Rural solar users may have an easier time accessing funding through the United States Department of Agriculture (USDA) in 2015. The highly popular Rural Energy for America Program (REAP) is a part of the Energy Title of the 2014 Farm Bill. REAP provides grants and loans to farmers and rural small businesses to help purchase renewable energy systems, make energy efficiency improvements and perform renewable energy feasibility studies. It also funds an energy audit and technical assistance program to serve agricultural producers and rural small businesses.
Over 4,000 grants have been awarded since the programs inception on 2002. At the end of 2014, Secretary of Agriculture Tom Vilsack reported that the 2015 grants and loans will total $68 million dollars; For energy efficiency projects, the minimum grant amount is $1,500 and the maximum grant amount is $250,000. For renewable energy systems, the minimum grant amount is $2,500 and the maximum grant amount is $500,000. No grant can exceed 25% of total project or study cost. The remaining 75% must come from non-federal sources including loans, investors, your own assets or any available state or local grant. “These loan guarantees and grants will have far-reaching impacts nationwide, particularly in the rural communities where these projects are located,” says Secretary Vilsack, who issued the statement while visiting North Carolina, where a number of solar projects were funded last year.
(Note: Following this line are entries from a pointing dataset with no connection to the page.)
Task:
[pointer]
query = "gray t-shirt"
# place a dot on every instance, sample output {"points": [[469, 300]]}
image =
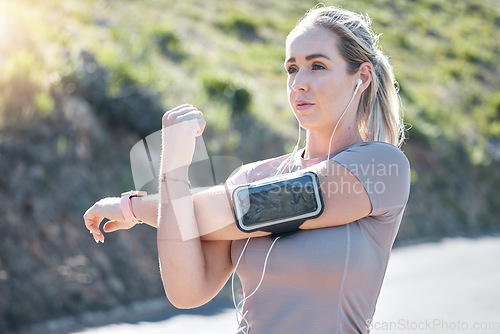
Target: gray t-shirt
{"points": [[326, 280]]}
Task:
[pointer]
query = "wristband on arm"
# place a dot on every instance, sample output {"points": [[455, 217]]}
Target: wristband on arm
{"points": [[126, 205]]}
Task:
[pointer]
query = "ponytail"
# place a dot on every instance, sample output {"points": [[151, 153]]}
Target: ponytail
{"points": [[379, 111]]}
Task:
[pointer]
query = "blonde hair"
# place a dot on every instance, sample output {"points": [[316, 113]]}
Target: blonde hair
{"points": [[379, 111]]}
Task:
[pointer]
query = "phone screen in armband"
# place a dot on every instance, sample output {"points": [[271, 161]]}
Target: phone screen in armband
{"points": [[278, 204]]}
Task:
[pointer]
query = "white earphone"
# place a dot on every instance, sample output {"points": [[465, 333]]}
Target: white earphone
{"points": [[348, 105]]}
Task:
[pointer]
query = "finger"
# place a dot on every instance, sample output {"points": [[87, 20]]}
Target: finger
{"points": [[201, 127], [175, 111], [174, 114], [92, 221], [189, 116]]}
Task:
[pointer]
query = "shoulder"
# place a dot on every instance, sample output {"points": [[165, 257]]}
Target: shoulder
{"points": [[373, 152], [256, 170]]}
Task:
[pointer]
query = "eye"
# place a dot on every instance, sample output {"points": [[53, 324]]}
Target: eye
{"points": [[291, 69], [318, 66]]}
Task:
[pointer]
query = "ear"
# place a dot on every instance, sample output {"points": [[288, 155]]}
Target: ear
{"points": [[365, 73]]}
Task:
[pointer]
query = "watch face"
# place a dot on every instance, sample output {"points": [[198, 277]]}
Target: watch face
{"points": [[278, 202]]}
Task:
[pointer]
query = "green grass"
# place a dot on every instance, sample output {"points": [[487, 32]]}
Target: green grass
{"points": [[443, 55]]}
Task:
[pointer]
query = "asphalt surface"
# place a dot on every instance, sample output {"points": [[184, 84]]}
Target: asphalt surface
{"points": [[450, 286]]}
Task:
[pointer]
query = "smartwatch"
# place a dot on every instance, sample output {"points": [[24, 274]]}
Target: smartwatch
{"points": [[126, 205]]}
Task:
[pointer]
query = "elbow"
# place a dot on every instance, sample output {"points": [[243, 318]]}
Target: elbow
{"points": [[185, 302], [186, 298]]}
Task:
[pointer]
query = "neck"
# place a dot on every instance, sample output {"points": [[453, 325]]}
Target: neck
{"points": [[318, 142]]}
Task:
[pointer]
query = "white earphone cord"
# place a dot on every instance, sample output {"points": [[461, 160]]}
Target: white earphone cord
{"points": [[241, 304], [336, 125]]}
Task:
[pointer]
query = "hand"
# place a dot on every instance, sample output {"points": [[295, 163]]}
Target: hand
{"points": [[180, 127], [105, 208]]}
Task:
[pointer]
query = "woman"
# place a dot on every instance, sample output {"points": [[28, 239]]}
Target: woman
{"points": [[325, 278]]}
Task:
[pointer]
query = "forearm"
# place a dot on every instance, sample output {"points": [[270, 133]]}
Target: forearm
{"points": [[182, 260], [213, 213]]}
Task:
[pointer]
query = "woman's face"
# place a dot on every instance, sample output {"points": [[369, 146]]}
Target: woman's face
{"points": [[319, 87]]}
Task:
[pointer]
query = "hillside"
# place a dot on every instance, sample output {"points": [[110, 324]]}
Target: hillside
{"points": [[82, 82]]}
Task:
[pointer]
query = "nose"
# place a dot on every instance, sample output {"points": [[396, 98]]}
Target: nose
{"points": [[299, 81]]}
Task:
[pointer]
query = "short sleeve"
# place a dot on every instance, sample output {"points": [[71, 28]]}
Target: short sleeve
{"points": [[384, 171]]}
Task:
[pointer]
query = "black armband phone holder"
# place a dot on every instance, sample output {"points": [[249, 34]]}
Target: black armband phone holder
{"points": [[279, 204]]}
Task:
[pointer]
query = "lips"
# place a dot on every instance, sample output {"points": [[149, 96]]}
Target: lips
{"points": [[303, 104]]}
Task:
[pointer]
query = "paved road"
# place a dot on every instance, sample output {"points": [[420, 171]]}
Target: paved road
{"points": [[452, 286]]}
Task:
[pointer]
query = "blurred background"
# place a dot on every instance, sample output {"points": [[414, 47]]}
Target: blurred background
{"points": [[82, 81]]}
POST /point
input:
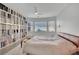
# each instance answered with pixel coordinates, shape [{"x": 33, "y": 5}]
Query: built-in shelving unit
[{"x": 12, "y": 25}]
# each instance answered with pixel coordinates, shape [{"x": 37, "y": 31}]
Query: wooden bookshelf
[{"x": 12, "y": 25}]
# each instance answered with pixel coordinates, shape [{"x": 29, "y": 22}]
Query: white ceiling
[{"x": 44, "y": 9}]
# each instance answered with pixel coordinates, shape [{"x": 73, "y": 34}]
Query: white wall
[
  {"x": 69, "y": 19},
  {"x": 33, "y": 33}
]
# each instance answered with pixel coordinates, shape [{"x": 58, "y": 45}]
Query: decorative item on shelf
[{"x": 12, "y": 25}]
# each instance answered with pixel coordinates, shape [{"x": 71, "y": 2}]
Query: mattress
[{"x": 45, "y": 47}]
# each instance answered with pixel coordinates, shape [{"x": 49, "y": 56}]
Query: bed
[{"x": 41, "y": 45}]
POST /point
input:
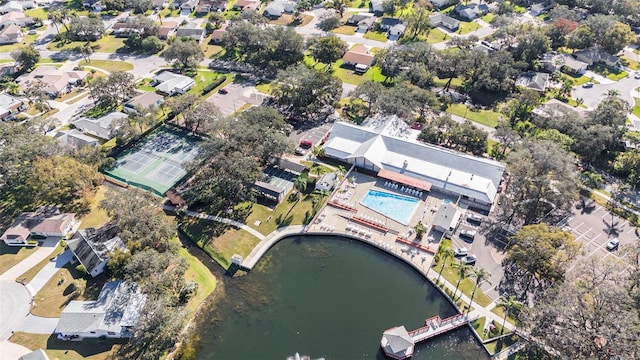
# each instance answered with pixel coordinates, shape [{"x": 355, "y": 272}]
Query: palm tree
[
  {"x": 480, "y": 275},
  {"x": 463, "y": 271},
  {"x": 445, "y": 253},
  {"x": 509, "y": 305}
]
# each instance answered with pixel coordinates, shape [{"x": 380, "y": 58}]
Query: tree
[
  {"x": 542, "y": 178},
  {"x": 617, "y": 37},
  {"x": 510, "y": 305},
  {"x": 306, "y": 90},
  {"x": 113, "y": 89},
  {"x": 445, "y": 253},
  {"x": 86, "y": 29},
  {"x": 463, "y": 270},
  {"x": 328, "y": 49},
  {"x": 26, "y": 57},
  {"x": 185, "y": 52},
  {"x": 543, "y": 251},
  {"x": 479, "y": 275}
]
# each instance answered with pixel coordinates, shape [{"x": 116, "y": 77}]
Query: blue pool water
[{"x": 397, "y": 207}]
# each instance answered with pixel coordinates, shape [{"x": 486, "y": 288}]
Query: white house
[
  {"x": 170, "y": 84},
  {"x": 387, "y": 143},
  {"x": 45, "y": 222},
  {"x": 91, "y": 247},
  {"x": 113, "y": 315}
]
One successful REAP grant recipient last year was Burris Pecan Farm near Belen, New Mexico. The owners used to wait until night to irrigate their trees, when electricity was cheaper. With help from a $107,100 REAP grant, they installed a 564-panel solar array to offset the power used by the irrigation system. They hope to break even on the $428,402 investment within about four years and to save at least $25,000 each year moving forward.
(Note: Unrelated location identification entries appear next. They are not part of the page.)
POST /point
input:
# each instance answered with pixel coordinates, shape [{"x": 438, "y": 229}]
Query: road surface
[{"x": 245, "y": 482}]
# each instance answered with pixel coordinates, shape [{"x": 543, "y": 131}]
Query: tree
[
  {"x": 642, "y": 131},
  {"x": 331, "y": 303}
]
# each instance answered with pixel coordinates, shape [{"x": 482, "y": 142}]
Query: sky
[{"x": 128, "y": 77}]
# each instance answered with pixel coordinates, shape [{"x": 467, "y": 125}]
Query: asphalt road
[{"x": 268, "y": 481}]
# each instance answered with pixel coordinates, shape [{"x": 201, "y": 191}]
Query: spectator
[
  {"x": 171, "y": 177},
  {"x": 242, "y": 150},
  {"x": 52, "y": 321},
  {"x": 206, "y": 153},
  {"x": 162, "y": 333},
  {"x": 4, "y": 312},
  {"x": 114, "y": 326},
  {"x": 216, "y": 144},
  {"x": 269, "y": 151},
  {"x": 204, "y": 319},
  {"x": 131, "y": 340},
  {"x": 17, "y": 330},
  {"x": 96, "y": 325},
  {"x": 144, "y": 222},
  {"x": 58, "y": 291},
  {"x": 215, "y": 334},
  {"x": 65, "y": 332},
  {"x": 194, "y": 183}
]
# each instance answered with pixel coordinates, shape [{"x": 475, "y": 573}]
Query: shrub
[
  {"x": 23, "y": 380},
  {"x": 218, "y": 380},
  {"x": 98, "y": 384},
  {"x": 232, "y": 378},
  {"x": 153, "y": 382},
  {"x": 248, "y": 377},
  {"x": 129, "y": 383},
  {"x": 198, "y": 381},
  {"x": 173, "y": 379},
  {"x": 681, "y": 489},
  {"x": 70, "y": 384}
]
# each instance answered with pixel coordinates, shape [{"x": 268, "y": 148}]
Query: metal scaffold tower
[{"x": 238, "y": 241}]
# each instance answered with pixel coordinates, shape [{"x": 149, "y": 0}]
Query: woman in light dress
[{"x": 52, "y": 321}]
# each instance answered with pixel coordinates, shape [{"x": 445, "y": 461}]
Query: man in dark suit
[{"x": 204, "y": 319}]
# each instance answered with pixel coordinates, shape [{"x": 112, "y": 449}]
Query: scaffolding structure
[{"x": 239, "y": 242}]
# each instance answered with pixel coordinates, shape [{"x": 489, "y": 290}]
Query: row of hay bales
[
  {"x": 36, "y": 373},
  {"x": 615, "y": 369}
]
ELPC reports that With the release of the final rule, the USDA has significantly overhauled REAP. One huge barrier to farmer-owned small solar arrays has been the requirement to have separate meters for the house and the farming operation. In the case of many small farms, the house is an integral part of the business and the installation of a 2nd meter can exceed the amount of the actual grant. The USDA have relaxed this requirement a bit by allowing applicants to certify that 51% or more of the power generated will be used by the agricultural operation or rural small business. Alternatively, the applicant can certify that any excess power will be sold back to the grid and not used for residential purposes.
More changes are discussed in a recent article at ELPC’s website, farmenergy.org:
The core program remains unchanged but a number of significant modifications should clarify and simplify the program. Following are key changes from the final rule, as provided by the USDA:
Outlines a three tier application structure for REAP based on total project costs. Application requirements under all three tiers have been streamlined to reduce the time required to prepare applications, with application complexity decreasing with decreasing project costs:
total project costs of $80,000 or less,
total project costs more than $80,000 but less than $200,000, or
total project costs of $200,000 and greater.
Determination of “technical merit” has been simplified and is now part of the eligibility criteria rather than the scoring criteria. So the question has been reduced to “Pass/Fail,” to increase efficiency in application preparation and processing.
Grant applications of $20,000 or less will compete in 5 competitions. (Congress required that 20% of funding should be used for small grants of $20,000 or less.)
Eligibility for precommercial technologies has been removed. Only commercially available technologies are considered eligible.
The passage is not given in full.